Former Maine Governor Angus King, an independent, looks formidable in his bid for retiring Republican Senator Olympia Snowe's old seat in the world's most deliberative body. He's yet to decide which party he'll caucus with should he win in November -- Republicans seem pretty confident that the Obama '08 voter will go Democratic, though he also voted for George W. Bush -- but in an interview just now, he suggested it would have a lot to do with landing a plum committee spot and having as much influence as possible.
"I haven't discussed it with anybody in Washington," he said. "I haven't talked with any of the leadership or staff of either party or anybody in Congress, and i haven't made up my mind. If I have 'em throroughly confused, I'm probably [being] successful."

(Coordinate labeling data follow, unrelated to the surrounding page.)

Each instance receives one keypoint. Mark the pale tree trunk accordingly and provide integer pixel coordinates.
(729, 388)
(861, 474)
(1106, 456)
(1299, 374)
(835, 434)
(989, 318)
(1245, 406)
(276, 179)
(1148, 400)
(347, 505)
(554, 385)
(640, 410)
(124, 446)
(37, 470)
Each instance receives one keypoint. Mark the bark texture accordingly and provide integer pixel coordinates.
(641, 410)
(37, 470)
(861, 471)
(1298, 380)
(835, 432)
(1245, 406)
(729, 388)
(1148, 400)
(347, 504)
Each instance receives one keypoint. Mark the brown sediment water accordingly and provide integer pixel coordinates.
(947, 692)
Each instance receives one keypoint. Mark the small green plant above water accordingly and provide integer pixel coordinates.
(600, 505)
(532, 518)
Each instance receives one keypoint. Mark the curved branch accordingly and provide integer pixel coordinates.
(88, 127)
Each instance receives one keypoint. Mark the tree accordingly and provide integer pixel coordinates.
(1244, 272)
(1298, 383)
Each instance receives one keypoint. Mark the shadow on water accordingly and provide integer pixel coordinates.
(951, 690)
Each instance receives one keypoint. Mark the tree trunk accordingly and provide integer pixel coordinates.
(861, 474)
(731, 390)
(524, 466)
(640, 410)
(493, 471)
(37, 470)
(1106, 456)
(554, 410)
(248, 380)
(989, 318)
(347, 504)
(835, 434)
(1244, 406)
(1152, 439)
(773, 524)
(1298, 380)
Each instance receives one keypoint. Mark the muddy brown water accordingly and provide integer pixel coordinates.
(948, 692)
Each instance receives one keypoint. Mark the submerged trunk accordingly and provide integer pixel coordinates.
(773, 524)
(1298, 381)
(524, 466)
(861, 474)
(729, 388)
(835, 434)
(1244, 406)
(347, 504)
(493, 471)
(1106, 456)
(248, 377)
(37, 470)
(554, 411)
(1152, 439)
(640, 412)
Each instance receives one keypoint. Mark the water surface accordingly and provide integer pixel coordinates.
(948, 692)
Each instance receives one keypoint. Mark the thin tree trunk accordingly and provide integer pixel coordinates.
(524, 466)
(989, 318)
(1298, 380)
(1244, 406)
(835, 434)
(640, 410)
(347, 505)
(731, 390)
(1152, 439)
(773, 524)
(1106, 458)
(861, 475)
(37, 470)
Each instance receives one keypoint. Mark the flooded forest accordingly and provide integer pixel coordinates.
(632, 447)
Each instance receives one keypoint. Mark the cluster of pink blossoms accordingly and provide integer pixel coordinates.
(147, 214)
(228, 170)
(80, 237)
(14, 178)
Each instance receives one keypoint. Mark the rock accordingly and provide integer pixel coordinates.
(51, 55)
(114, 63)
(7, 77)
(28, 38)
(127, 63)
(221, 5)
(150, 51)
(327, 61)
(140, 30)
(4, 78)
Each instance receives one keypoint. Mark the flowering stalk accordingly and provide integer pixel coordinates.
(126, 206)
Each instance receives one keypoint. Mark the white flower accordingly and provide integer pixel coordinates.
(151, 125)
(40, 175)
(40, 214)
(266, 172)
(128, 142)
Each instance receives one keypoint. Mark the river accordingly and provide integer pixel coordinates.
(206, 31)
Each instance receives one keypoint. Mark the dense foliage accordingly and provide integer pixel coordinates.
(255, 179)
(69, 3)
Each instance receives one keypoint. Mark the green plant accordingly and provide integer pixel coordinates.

Democrats have a 53 to 47 majority in the Senate at the moment, but will struggle to hold on to seats in red states like Nebraska and North Dakota, where their incumbent Senators are retiring. Losing just one more seat -- like Claire McCaskill's in Missouri -- would put Dems in a bind. Will King come to their rescue?
"I'm gonna make that decision when I get down there," he said.
He sounded an awful lot like a Democrat, ripping the Supreme Court's Citizens United decision and opining about the resulting influence of big money in politics.
"This is a deadly serious issue. It's distorting our democracy."
Likewise, the governor's take on the questions being raised about Mitt Romney's private equity firm Bain Capital could have come out of just about any Democrat's mouth.
"If Governor Romney is holding himself forward as a successful business man able to help devleop the economy, then he has to be prepared for examination of his business career," he said. "You can't have it both ways. That can't be a basic part of your platform and then say 'Wait a minute, it's unfair to examine what exactly I did in business.' It's like a guy saying he's all for family values but 'Don't say anything about my family.'"
With Maine certain to go for Obama in the fall, it's only sensible for the governor to curry favor with Democrats. But whether he'll caucus with them depends on how they fare nationally in November.